2
votes

I ran this command to load 11 files to a Bigquery table:

bq load --project_id=ardent-course-601 --source_format=NEWLINE_DELIMITED_JSON dw_test.rome_defaults_20140819_test gs://sm-uk-hadoop/queries/logsToBq_transformLogs/rome_defaults/20140819/23af7218-617d-42e8-884e-f213a583094a/part* /opt/sm-analytics/projects/logsTobqMR/jsonschema/rome_defaultsSchema.txt

I got this error:

Waiting on bqjob_r46f38146351d545_00000147ef890755_1 ... (11s) Current status: DONE BigQuery error in load operation: Error processing job 'ardent-course-601:bqjob_r46f38146351d545_00000147ef890755_1': Too many errors encountered. Limit is: 0. Failure details: - File: 5: Unexpected. Please try again.

I tried many times after that and still got the same error.

To debug what went wrong, I instead load each file one by one to the Bigquery table. For example:

/usr/local/bin/bq load --project_id=ardent-course-601 --source_format=NEWLINE_DELIMITED_JSON dw_test.rome_defaults_20140819_test gs://sm-uk-hadoop/queries/logsToBq_transformLogs/rome_defaults/20140819/23af7218-617d-42e8-884e-f213a583094a/part-m-00011.gz /opt/sm-analytics/projects/logsTobqMR/jsonschema/rome_defaultsSchema.txt

There are 11 files total and each ran fine.

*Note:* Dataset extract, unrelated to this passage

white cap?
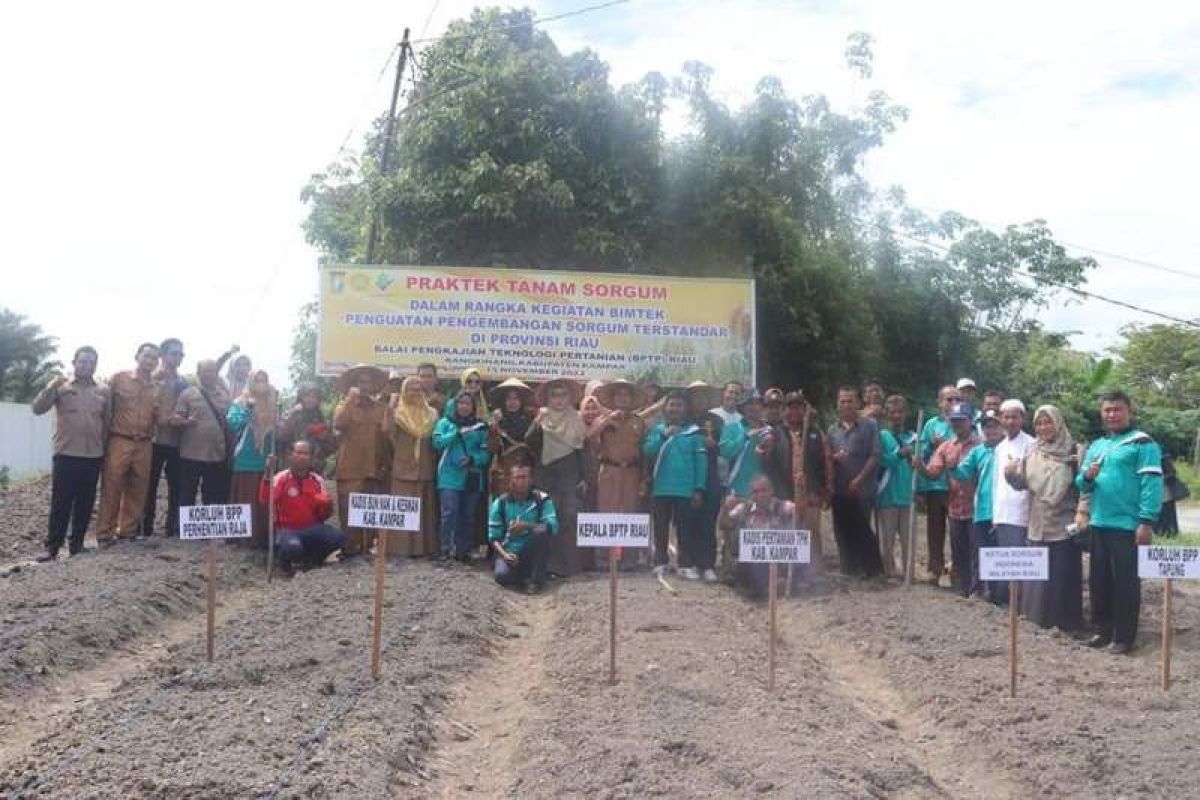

Could someone please help? Is this a bug on Bigquery side?

Thank you.

1

1 Answers

0
votes

There was an error reading one of the files: gs://...part-m-00005.gz

Looking at the import logs, it appears that the gzip reader encountered an error decompressing the file.

It looks like that file may not actually be compressed. BigQuery samples the header of the first file in the list to determine whether it is dealing with compressed or uncompressed files and to determine the compression type. When you import all of the files at once, it only samples the first file.

When you run the files individually, bigquery reads the header of the file and determines that it isn't actually compressed (despite having the suffix '.gz') so imports it as a normal flat file.

If you run a load that doesn't mix compressed and uncompressed files, it should work successfully.

Please let me know if you think this is not the case and I'll dig in some more.